"Oh!" she murmured, in a voice soft and melodious as a bird's song, "Those men—those demons! Oh! Heaven! Protect me!"

"Reassure yourself, Señorita," the traveller answered; "you have nothing further to fear from those villains."

The maiden started at the sound of this strange voice; she fixed her eyes on the stranger without giving him any answer, and made an instinctive movement to rise. She doubtless took the man who had spoken for one of her pursuers. The latter smiled mournfully, and pointed to the two bandits lying on the ground.

"Look, Señorita," he said to her; "you have only a friend here."
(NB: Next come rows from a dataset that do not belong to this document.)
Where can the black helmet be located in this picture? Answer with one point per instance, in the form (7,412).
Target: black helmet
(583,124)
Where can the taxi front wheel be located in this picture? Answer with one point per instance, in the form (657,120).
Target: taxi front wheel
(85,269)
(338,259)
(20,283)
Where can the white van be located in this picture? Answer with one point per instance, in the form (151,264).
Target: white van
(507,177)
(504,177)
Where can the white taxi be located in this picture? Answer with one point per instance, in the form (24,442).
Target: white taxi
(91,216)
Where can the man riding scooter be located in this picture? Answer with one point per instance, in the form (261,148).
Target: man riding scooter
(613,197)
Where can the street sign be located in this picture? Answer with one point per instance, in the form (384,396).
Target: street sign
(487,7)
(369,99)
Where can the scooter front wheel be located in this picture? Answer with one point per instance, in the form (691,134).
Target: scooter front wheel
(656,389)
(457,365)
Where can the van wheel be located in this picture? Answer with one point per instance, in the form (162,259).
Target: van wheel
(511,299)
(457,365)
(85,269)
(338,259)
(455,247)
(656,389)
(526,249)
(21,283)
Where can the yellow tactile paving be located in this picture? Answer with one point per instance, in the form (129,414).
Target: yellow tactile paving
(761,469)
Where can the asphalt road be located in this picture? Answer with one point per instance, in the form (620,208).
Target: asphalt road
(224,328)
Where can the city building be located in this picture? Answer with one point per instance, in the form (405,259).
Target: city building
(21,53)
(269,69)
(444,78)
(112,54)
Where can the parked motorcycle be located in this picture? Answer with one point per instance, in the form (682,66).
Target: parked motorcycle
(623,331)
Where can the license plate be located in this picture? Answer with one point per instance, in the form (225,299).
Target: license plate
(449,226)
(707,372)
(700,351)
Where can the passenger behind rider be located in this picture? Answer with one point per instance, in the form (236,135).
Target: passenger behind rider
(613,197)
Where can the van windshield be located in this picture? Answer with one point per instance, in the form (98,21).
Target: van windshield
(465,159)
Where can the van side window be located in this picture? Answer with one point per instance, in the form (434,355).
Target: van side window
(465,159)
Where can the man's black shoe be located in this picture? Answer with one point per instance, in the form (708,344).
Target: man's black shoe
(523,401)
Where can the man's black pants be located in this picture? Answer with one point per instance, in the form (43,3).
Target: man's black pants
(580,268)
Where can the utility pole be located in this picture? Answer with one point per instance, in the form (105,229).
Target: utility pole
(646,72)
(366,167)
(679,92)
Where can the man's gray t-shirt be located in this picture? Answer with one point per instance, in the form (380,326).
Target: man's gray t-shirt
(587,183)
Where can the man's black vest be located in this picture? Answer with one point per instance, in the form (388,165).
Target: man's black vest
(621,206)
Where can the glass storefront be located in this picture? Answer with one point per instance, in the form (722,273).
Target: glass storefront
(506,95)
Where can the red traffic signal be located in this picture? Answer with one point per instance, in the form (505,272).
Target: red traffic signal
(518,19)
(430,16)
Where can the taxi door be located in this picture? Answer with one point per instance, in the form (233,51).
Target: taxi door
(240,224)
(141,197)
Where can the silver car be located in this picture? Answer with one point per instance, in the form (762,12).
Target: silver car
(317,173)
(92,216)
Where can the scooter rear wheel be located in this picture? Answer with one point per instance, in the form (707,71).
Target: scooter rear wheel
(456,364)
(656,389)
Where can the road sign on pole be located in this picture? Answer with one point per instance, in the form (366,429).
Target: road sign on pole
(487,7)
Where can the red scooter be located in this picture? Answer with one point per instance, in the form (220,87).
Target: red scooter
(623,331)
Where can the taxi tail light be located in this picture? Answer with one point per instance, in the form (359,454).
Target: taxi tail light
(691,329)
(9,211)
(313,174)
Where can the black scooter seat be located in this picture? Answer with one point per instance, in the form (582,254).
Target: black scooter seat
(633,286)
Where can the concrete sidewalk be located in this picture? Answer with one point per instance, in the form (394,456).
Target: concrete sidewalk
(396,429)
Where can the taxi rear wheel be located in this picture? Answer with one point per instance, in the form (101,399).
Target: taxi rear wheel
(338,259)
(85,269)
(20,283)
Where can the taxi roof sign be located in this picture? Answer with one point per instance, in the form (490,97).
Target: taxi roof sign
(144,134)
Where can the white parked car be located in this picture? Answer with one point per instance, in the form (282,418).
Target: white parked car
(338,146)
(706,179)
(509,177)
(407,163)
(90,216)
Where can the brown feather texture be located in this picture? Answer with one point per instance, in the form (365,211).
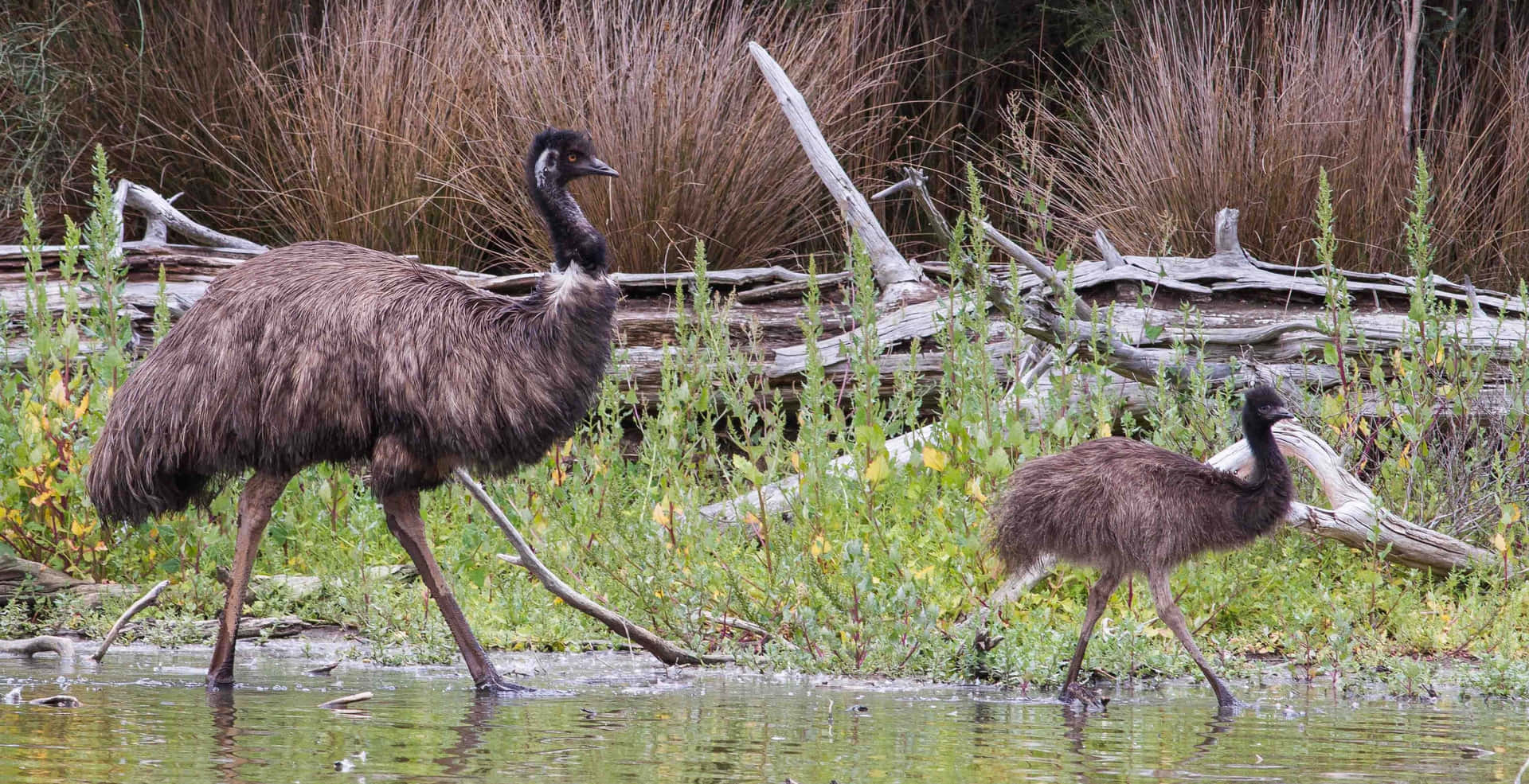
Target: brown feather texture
(1128,508)
(327,352)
At this sight an expression of unbounded gratitude illumined the wounded girl's face, and a sickly smile appeared on her lips; but almost immediately her features grew saddened again. She sprang up, and raising herself on the tips of her small feet, she stretched out her right arm toward a point on the horizon, and exclaimed in a voice broken by terror—

"There, there! Look!"

The stranger turned to the indicated direction. A party of horsemen were coming up at full speed, preceded about a rifle shot distance by another horseman, evidently better mounted than they, and whom they appeared to be pursuing. The stranger then remembered the furious galloping he had heard a few moments previously.

"Oh!" the girl exclaimed, clasping her hands in entreaty, "Save him, Señor! Save him!"

"I will try, Señorita," he replied, gently; "all that a man can do, I swear to do."

"Thank you," she said, offering him her pretty little hand; "you are a noble-hearted man, and Heaven will aid you."